Lachrymator II“ I-IV. Ein Lachrymator ist eine chemische Substanz, ein Reizstoff, etwa Chloracetophenon. Schwöre, kein Scheiß, mir kommen gleich die Tränen.

YAWN setzen eins drauf. „Tokamak“ I-IV bildet den Abschluss. Токамак entspricht einer russischen Abkürzung für „тороидальная камера в магнитных катушках“ (toroidalnaja kamera w magnitnych katuschkach. Russische Wissenschaftler übernahmen die Idee eines Fusionsreaktors von Ronald Richter aus Deutschland. Der Rest ist Geschichte bzw. wird es zukunftsreich sein. Um eine vielzitierte anglophile Abkürzung mit reinzunehmen: W T F!
Sehr vielsagend sind hier die Liedtitel: „Critical Mass“, „Confluence“ und derlei Feuerwerk.

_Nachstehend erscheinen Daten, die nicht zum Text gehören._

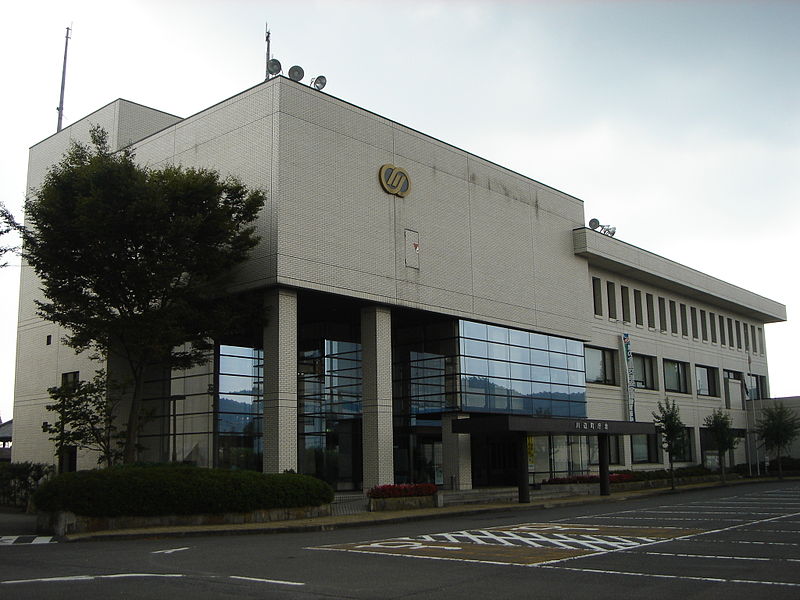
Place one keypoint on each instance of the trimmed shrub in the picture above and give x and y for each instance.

Fazit: Nach mehrmaligem Durchhören ist dem bescheidenem Rezensenten nicht klar, ob „Materialism“ ein formidables musikalisches Kunstwerk, ein Wachrütteln, eine Kritik an den Grundfesten des Menschseins an sich ist oder die fulminanteste Verarsche seit es Schokolade gibt. (Anm. Lektorat: KEINE WITZE über SCHOKI!)  Es sei angemerkt, dass die Band zu jedem Song für Test-Hörer*innen eine kurze Beschreibung miteingereicht hat, was ich sehr löblich finde, muss aber gestehen, dass diese wenig Licht in die Sache bringen. „There's a crack in everything that's how the light gets in“, okidoki, Mr. Cohen.

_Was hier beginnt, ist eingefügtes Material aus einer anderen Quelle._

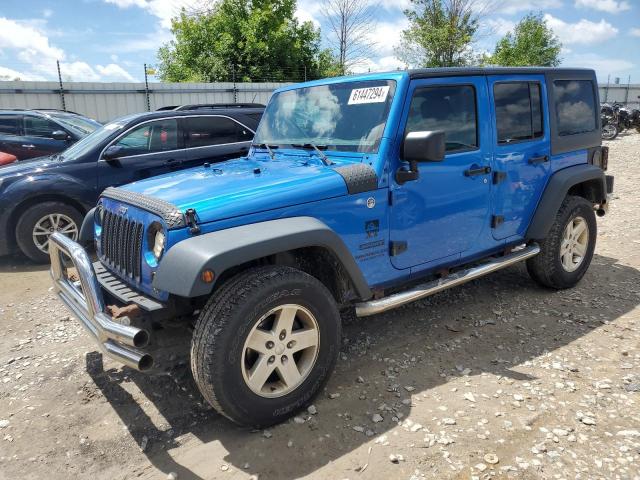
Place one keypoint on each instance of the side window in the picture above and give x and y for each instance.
(575, 106)
(39, 127)
(206, 131)
(152, 137)
(518, 111)
(9, 125)
(448, 108)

Insgesamt eher Experiment, das zwar durchdekliniert ist und dem zuhörendem Rezensenten Ohrensausen in positiver Form bescherte, andererseits ist YAWN wieder eine Band, mehr als jede andere, bei der die Frage im Mittelpunkt steht: Wo soll diese Scheibe gespielt werden? Wo fände sie Anklang?
Den Liedtitel folgend, ist da eine gute Portion Programmmusik dabei, etwas „Lachrymator II: Lignite“, „Unstoppable Force“, „Tripwire“ (Ist ein Software-Unternehmen, das Cybersecurity großschreibt!?!). Es handelt sich also um eine Kritik an vergangenem Raubbau der Menschheit an fossilen Energieträgern, darauf verweisend, welche Tücken die kommenden Energiegewinnungsverfahren, etwa Fusionsreaktoren, bergen.

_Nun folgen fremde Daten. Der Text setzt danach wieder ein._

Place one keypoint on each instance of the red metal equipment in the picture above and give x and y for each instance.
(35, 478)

Der hier bereits erwähnte Schreiber dieser Zeilen kann sich bei bestem Willen nicht vorstellen, dass jemand, der kein Instrument spielt, irgendetwas mit diesen vermeintlichen Missklängen anfangen könnte. Darum muss dieser Longplayer ohne Bewertung auskommen, das eine oder ander Video wird Hörer*innen Aufschluss geben. Anhören hilft!
Zu guter Letzt: Es ist ein forderndes Album, sperriger, wuchtiger, diffiziler als Sperrholz, gleichermaßen interessant.